If the orbit and rotation of a binary are coupled, then it becomes a spin–orbit coupling problem. In this respect, Naidu & Margot (2015) simulated the coupled spin and orbital motions for binary asteroid systems using Poincaré surfaces of section. Hou et al. (2017) provided explicit expressions to compute the mutual potential, force, and torque between two rigid bodies with arbitrary shapes and mass distributions. Under the ellipsoid-ellipsoid model, Hou & Xin (2017) presented modified Hamiltonian models for describing spin–orbit, spin–spin, and spin–orbit-spin resonances, showing that the spin–orbit resonance center may change with the mass ratio and mutual distance and the center of spin–spin and spin–orbit-spin resonances may change with the rotation states of the binary asteroid. Recently, Jafari-Nadoushan (2023) offered a criterion for dynamical closeness of an asteroid pair based on the difference between rotational and orbital angular momenta, and the author explored the dependence of phase-space structures upon the semimajor axis, eccentricity, mass ratio of the secondary to the primary, and equatorial elongation of the secondary.

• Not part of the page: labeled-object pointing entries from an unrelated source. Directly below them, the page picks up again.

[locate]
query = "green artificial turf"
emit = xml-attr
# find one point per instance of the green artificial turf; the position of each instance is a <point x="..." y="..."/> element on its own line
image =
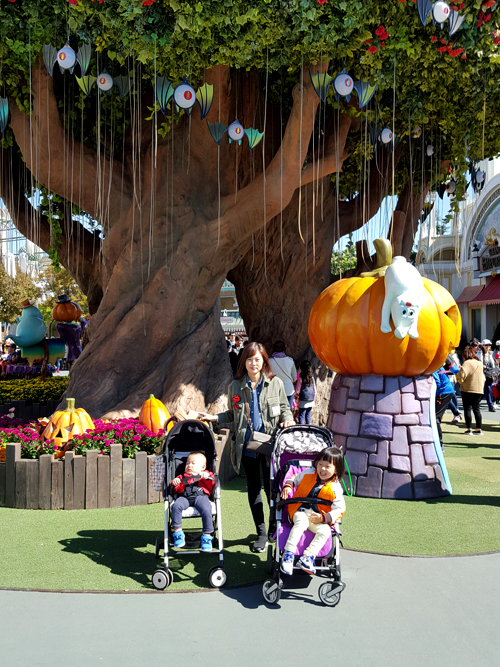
<point x="113" y="549"/>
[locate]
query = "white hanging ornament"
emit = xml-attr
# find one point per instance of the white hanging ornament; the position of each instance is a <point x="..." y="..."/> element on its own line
<point x="386" y="135"/>
<point x="441" y="12"/>
<point x="184" y="95"/>
<point x="66" y="57"/>
<point x="236" y="132"/>
<point x="105" y="81"/>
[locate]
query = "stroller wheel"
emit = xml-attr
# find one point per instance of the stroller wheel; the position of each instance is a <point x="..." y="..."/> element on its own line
<point x="271" y="591"/>
<point x="217" y="577"/>
<point x="329" y="593"/>
<point x="162" y="579"/>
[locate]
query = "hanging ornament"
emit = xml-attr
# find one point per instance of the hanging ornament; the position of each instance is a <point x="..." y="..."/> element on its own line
<point x="105" y="81"/>
<point x="66" y="57"/>
<point x="343" y="85"/>
<point x="185" y="96"/>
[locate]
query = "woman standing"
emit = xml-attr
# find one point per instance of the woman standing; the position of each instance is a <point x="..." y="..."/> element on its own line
<point x="471" y="380"/>
<point x="257" y="402"/>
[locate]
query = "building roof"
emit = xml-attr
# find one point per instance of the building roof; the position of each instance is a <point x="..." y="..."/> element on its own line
<point x="469" y="293"/>
<point x="490" y="294"/>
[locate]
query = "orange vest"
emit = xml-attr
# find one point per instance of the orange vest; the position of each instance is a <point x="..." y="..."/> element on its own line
<point x="305" y="487"/>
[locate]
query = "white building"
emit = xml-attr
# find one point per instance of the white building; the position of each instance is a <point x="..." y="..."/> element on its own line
<point x="466" y="259"/>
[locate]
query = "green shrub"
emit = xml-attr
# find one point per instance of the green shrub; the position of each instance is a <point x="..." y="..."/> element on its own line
<point x="34" y="390"/>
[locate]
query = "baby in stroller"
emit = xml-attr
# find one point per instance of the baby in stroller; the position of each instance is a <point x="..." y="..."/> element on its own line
<point x="192" y="489"/>
<point x="320" y="481"/>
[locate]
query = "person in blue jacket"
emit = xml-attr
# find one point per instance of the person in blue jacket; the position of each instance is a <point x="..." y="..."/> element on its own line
<point x="444" y="396"/>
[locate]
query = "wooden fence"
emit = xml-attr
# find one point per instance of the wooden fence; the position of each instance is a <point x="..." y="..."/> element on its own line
<point x="87" y="482"/>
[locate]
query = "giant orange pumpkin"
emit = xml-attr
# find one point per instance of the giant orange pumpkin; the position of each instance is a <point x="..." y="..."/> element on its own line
<point x="344" y="330"/>
<point x="154" y="414"/>
<point x="63" y="425"/>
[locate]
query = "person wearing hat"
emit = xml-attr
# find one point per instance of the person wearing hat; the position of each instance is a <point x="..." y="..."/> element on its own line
<point x="490" y="372"/>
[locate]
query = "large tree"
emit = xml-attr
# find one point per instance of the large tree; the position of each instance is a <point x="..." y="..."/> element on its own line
<point x="150" y="215"/>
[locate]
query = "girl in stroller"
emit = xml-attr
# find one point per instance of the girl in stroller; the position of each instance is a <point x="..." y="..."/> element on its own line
<point x="320" y="481"/>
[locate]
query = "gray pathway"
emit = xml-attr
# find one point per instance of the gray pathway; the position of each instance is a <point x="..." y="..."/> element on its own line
<point x="406" y="612"/>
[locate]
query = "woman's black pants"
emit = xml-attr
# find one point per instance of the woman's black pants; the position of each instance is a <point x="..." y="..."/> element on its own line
<point x="470" y="402"/>
<point x="255" y="470"/>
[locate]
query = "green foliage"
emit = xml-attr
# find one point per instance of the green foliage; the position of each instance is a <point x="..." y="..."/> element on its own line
<point x="32" y="390"/>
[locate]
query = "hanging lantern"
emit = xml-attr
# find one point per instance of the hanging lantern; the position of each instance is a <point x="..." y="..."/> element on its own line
<point x="343" y="84"/>
<point x="236" y="131"/>
<point x="66" y="57"/>
<point x="441" y="12"/>
<point x="104" y="81"/>
<point x="184" y="95"/>
<point x="386" y="135"/>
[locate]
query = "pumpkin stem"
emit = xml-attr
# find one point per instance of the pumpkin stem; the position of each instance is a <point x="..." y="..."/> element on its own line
<point x="384" y="258"/>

Almost all the works mentioned above concentrate on the primary spin–orbit resonances. However, if the frequency of small-amplitude oscillations about the primary resonance and the orbital frequency are commensurable, then secondary spin–orbit resonances may happen. The existence of secondary resonances make the phase-space structures more complicated. In this respect, Wisdom (2004) developed a perturbative model to study the secondary 3:1 spin–orbit resonance of Enceladus and discussed the rate of tidal dissipation for Enceladus inside this secondary resonance. Gkolias et al. (2016, 2019) took advantage of Lie-series transformation theory to formulate analytical approximations for those low-order secondary resonances (1:1, 2:1 and 3:1) bifurcating from the synchronous primary resonance. For the bifurcation diagram of secondary 1:1 resonance, the analytical (normal form) solution can agree with the numerical result in the range of α ∈ [0, 1.2], but starts to diverge when α is greater than 1.2 (Gkolias et al. 2019).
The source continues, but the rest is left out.